Based on these above-mentioned results, the water source of Gonghu Bay is suffering the cyanobacteria metabolites and sulfur derivatives the pollution threat, cyanobacterial blooms in the establishment of comprehensive early warning system and to take effective measures algae abatement project is to get water safety important safeguard. We established a rapid toxicity diagnostic technique for Vibrio qinghaiensis sp. Q67. The technique needs to be further improved; SPME-GC/MS accurately detect the release of algae decompose odor of sulfur derivative materials, but extracted from water samples of volatile organic sulfur recovery and reproducibility are low, yet continue to explore and select the sample preparation method for accurate quantitative analysis of the release law of the sulfur in the decaying cyanobacteria.
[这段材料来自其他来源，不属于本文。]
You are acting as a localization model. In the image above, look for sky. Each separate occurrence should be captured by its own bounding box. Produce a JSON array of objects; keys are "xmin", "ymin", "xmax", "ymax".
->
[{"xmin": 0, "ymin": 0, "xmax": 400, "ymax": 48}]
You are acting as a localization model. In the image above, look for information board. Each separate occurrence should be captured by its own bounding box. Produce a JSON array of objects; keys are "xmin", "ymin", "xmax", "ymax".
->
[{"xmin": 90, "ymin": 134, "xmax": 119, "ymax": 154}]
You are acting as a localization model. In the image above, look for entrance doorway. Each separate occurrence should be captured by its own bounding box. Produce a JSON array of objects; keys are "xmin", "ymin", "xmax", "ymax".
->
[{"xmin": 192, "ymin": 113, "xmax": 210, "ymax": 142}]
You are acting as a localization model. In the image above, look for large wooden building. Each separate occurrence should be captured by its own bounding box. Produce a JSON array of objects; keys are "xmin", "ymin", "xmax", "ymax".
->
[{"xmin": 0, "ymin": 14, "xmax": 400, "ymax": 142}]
(1)应用卫星遥感影像数据监测太湖贡湖湾历年的蓝藻水华暴发动态,监测到2005年以来,以前很少发生蓝藻水华的贡湖湾,每年开始有大面积蓝藻水华覆盖,2007年以后发生水华的频率明显增加。2009年7、8月在贡湖湾发生大面积蓝藻水华。从太湖贡湖湾的历史水质数据发现,1987年-2003年太湖贡湖湾水质指标平稳波动(TP最高0.1mg·L-1),NH3-N缓慢上升。2005年贡湖水质迅速恶化,NH3-N最高达1.42mg·L-1,TP最高达0.25mg·L-1,Ch1-a最高达47.6μg·L-1。2009年在研究区域内测得TP最高达0.269mg·L-1,水华暴发时Ch1-a最高达703.04μg·L-1。
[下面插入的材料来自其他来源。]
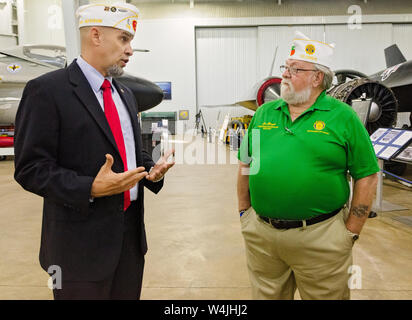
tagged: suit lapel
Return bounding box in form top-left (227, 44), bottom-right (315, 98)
top-left (67, 61), bottom-right (120, 155)
top-left (113, 79), bottom-right (143, 166)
(2) 2009年3月至2010年2月水源地水柱中溶解态微囊藻毒素浓度范围为ND-0.554μg·L-1。围格外各样点水柱中溶解态MCs 3、4月,7、8月和12月浓度较高。围格外各样点水柱中总MCs自水华暴发后明显增加,10月出现下降趋势。空白对照围格5水样中溶解态MCs低于其它围格,可能是由于生物控藻措施的生态胁迫效应和浮水植物的聚藻效应增加了围格内溶解态微囊藻毒素的释放。围格内各样点水柱中总MCs在蓝藻水华暴发后明显增加。除围格1总MCs低于空白对照围格5外,围格2、3、4总MCs均高于空白对照围格5。由此推断围格1采取的鲢鳙鱼控藻效果优于其它生物控藻工程措施。
(3)围格内溶解态MCs由于生态胁迫效应高于同时期围格外水柱中溶解态MCs,水动力条件较好的围格外采样点9和10溶解态MCs含量较低,但受外源MCs污染的风险也较大。水柱中总MCs除围格1外,围格内总MCs平均浓度高于围格外水柱中总MCs,围格和浮水植物减弱了水动力条件,营造了蓝藻水华原地暴发的环境条件,因此利用围格等物理控藻工程阻挡外源水华蓝藻污染是可行的,但不适用于消减局部水域蓝藻。浮水植物在工程示范区内控藻效果较差,容易促使微囊藻聚集,并有可能因为生态胁迫效应加剧溶解态MCs污染。
(4)基于淡水发光菌青海弧菌Q67建立了水源地水质的急性毒性快速诊断方法。确定了pH值5.0-9.0、起始菌密度10万-20万和测试时间20-30min为青海弧菌Q67急性毒性测试体系的最佳测试条件。微囊藻毒素MC-LR单一污染物发光细菌Q67半数发光抑制浓度(EC50)为1.96mg·L-1。
(5)将青海弧菌用于检测微囊藻毒素的毒性时,Q67急性毒性效应不同于对重金属、有机污染等毒性物质的毒性效应,测试微囊藻毒素导致的微毒水体时,毒性效应不仅表现为轻微抑制发光,更多情况下表现为刺激发光。太湖贡湖湾水源地蓝藻应急消减工程区围格内各样点水质Q67急性毒性测试结果变化比较一致,3、4月水质急性毒性效应为刺激发光,6、7、8月为轻微抑制发光,9、10月为强刺激发光。不同时段各样点水柱溶解态MCs的平均浓度和Q67样点平均急性毒性效应之间相关性较明显,相关系数为0.643。考虑到微囊藻毒素对青海弧菌Q67急性毒性效应的独特性,水样Q67急性毒性相对发光率低于80%或刺激发光相对发光率高于120%,可作为水质急性毒性综合评价无毒趋向微毒的参考指标。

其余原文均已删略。